To endorse or not to endorse Moore is a question that is tearing Republicans apart as the election in Alabama draws closer. First, he’s endorsed, then he isn’t, then he is again. Despite the growing storm of sexual harassment allegations, Trump and the Republican National Committee have decided to say yes to Roy Moore. For one senior senator though, the answer is no.
Richard Shelby, Alabama’s senior senator, has publicly stated that he will refuse to endorse Moore and has called for people to vote for a write-in candidate. Instead of voting for Doung Jones, he opted instead to write down what he called ‘a distinguished Republican name.’ Luther Strange is the popular choice for those who are pushing for others to vote for write-in candidates, although some wits have probably considered Abraham Lincoln as an option.
He claimed that the tipping point was the story Moore sexually assaulting a 14-year-old girl along with the stories that Moore had tried to date 17 and 18-year-old girls while he was a prosecutor in his 30s. As part of his statement, Shelby said, “I think the women are believable. I have no reason not to believe them. I didn’t vote for Roy Moore. I wouldn’t vote for Roy Moore. I think the Republican party can do better.”
The Republicans can be better. They should be better than this, but such is the state of politics today that Roy Moore can win back the backing of a party that had initially disowned him. Moore’s poll numbers, which have seen a brief uptick in the last few days, has persuaded some in the GOP to put power before decency. Such a position is nothing new to Trump who probably sees a kindred spirit in a fellow sexual predator and cheerleader for Putin.

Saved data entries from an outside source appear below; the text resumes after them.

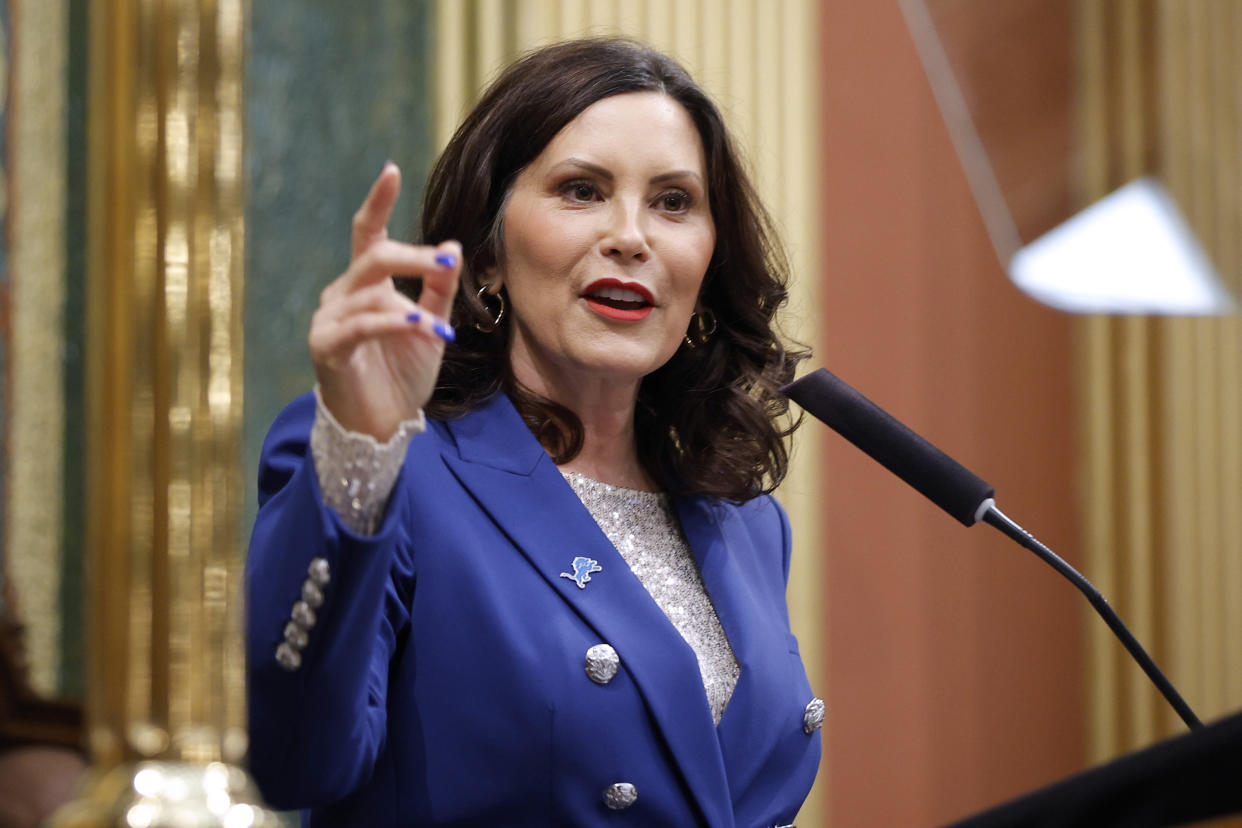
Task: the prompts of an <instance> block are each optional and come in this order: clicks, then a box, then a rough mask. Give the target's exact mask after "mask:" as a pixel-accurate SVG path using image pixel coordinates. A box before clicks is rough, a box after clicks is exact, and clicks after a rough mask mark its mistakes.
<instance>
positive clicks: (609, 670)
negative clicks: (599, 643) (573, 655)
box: [586, 644, 621, 684]
mask: <svg viewBox="0 0 1242 828" xmlns="http://www.w3.org/2000/svg"><path fill="white" fill-rule="evenodd" d="M620 665H621V659H620V658H619V657H617V652H616V650H615V649H612V646H611V644H596V646H595V647H592V648H590V649H589V650H586V675H587V677H589V678H590V679H591V680H592V682H595V683H596V684H607V683H609V682H611V680H612V679H614V677H616V674H617V668H619V667H620Z"/></svg>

For the Republicans, it’s a lose-lose situation. Alabama’s election is up in the air when it really shouldn’t according to their statistics. If Alabama goes for Doug Jones, then it will be taken far more seriously than the previous elections in Virginia and New Jersey. The Resistance will gather strength, the Democrats will be riding high and the Republicans could face a potentially hazardous road to next year’s mid-term elections.
Yet, if Moore wins, it will be seen as a strike against the establishment, a sign that Trump’s anti-establishment message is holding strong and still pulling voters. Moore is a full-blown Trump supporter who may symbolize the internal struggle between moderates and extremists in the GOP. After all, this is a man who vigorously attacked the Republican establishment, whose views are almost completely out of step with modern-day America.

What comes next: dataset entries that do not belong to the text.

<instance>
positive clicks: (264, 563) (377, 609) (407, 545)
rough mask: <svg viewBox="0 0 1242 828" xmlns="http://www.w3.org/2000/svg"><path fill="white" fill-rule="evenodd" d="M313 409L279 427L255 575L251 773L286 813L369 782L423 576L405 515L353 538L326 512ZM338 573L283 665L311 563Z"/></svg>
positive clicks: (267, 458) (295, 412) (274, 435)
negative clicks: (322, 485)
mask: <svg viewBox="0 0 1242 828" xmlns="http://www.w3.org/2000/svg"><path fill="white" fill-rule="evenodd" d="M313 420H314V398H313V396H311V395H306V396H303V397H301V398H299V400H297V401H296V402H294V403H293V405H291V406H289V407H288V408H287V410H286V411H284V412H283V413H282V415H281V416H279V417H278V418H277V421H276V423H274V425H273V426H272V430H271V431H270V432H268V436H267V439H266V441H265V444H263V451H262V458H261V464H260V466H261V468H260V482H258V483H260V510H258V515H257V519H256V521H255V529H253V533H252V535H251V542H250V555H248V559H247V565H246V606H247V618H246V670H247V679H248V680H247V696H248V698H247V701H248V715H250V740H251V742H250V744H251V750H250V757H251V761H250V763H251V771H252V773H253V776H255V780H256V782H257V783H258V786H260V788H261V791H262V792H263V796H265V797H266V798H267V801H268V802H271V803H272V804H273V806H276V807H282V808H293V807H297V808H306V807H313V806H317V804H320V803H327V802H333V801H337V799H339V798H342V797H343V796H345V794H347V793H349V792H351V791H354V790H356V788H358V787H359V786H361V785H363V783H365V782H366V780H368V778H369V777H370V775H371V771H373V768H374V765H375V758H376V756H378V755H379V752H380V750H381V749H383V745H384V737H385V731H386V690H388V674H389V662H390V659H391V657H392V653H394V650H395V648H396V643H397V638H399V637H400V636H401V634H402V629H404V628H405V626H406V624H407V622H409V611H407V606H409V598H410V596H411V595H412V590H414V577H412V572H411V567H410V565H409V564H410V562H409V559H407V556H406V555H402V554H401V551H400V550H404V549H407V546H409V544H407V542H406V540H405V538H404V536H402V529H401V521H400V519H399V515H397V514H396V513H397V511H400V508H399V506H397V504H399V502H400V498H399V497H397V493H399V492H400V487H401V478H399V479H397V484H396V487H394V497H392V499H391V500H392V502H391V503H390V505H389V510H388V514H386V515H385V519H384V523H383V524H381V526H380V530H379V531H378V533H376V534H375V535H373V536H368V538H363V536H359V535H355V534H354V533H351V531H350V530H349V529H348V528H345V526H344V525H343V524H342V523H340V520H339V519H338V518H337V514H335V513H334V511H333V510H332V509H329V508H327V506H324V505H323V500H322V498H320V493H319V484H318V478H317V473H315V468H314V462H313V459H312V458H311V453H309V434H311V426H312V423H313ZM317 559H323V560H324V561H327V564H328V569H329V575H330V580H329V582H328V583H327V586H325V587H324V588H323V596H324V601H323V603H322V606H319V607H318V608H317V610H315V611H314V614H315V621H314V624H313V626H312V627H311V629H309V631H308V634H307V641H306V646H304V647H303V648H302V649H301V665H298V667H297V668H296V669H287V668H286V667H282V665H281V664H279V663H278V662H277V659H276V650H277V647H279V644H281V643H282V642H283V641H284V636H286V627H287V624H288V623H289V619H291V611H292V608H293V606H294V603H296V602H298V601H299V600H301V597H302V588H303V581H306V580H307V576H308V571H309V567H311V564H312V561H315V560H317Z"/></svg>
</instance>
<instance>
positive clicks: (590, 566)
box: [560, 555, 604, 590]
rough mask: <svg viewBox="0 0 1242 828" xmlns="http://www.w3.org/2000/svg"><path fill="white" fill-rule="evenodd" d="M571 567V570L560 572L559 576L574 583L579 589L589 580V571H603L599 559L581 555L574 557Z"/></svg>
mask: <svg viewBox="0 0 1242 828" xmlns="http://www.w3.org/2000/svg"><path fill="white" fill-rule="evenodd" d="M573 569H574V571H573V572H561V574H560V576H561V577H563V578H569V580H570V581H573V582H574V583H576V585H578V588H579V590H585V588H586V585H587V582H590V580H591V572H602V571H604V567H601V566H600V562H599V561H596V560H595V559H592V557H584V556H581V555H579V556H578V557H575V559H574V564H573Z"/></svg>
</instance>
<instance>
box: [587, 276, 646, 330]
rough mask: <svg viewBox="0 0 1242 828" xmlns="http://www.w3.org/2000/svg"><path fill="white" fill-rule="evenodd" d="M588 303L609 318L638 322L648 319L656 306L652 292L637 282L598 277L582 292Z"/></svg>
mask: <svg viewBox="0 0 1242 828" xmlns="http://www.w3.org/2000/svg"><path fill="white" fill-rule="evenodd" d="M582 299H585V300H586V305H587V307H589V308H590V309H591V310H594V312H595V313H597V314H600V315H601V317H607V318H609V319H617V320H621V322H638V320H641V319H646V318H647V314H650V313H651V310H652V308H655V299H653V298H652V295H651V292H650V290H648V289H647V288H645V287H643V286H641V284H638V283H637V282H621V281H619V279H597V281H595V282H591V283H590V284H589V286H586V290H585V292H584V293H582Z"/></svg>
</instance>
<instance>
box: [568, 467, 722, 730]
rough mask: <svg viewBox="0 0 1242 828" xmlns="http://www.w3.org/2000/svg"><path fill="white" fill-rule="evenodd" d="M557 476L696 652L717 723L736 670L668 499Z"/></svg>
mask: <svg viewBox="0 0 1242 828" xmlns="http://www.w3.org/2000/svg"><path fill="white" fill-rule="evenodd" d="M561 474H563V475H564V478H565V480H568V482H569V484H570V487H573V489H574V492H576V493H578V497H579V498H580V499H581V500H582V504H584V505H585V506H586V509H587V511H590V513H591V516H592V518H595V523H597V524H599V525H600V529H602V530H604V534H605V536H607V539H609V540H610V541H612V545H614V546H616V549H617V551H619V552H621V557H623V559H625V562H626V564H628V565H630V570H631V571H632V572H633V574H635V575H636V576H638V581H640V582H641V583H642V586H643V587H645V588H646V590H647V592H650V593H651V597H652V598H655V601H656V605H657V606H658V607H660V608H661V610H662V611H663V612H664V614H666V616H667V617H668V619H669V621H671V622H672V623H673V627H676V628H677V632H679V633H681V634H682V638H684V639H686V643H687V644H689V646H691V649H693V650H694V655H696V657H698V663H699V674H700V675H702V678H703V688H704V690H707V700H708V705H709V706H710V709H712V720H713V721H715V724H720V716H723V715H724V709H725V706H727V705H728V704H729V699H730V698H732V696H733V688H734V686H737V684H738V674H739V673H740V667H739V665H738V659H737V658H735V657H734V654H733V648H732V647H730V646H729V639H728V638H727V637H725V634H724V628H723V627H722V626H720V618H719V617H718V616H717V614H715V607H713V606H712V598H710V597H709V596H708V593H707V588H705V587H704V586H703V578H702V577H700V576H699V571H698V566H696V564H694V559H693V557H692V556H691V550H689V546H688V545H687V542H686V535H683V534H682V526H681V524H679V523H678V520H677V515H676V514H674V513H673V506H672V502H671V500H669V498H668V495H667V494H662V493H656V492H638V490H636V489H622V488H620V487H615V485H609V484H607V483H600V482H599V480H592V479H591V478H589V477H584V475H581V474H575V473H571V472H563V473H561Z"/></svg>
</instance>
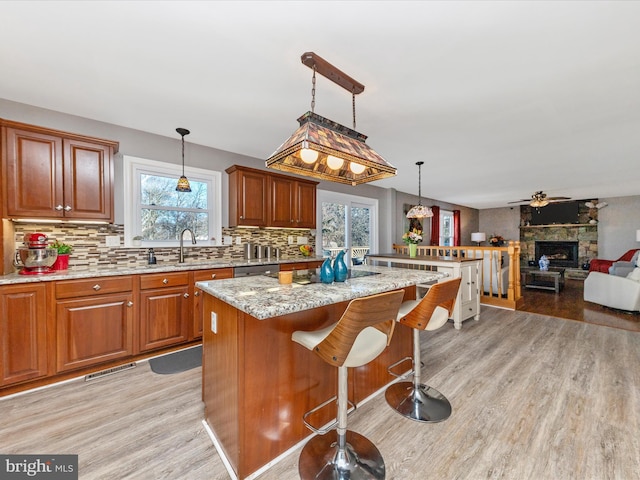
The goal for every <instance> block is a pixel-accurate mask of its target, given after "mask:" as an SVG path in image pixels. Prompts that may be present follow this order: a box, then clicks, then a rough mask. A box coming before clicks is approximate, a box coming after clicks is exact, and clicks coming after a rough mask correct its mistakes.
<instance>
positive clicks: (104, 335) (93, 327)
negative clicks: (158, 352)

Richard C. Shelby is one of the few in his party to break with Trump and the RNC. He is not the only one, but speaking out against your own is a brave and dangerous thing to do, even when it is abundantly clear that the person carrying the standard is wholly unsuitable for the job. Shelby follows Paul Ryan and South Carolina’s Senator Tim Scott among others in refusing to endorse Moore. Voting for a write-in candidate is clearly the preferred choice for those who follow their moral compass although there are clearly precious few in the Republican Party who have one.
Roy Moore should not be eligible for this election, but here he is! A man who is removed not once, but twice as a judge for failing to uphold federal court orders should not serve. A man who actively sought to date girls twice his junior should not represent the people. And yet, even Mitch McConnell, the very man who rallied his party to reject Moore, is staying quiet.
The warning signs are clear and Shelby’s break from his own party should be ringing alarm bells with some Republican voters. Perhaps they’ll take his advice and vote for a write-in candidate. Perhaps the evangelicals will help boost Moore’s chances as Jones struggle to make inroads with young black voters, the latter seen as a key voting bloc against Moore’s conservative activists. At this stage, no one really knows.
With the race getting closer with each hour, the people of Alabama are gearing up to make their choice and ensure that whoever wins, the Republicans lose.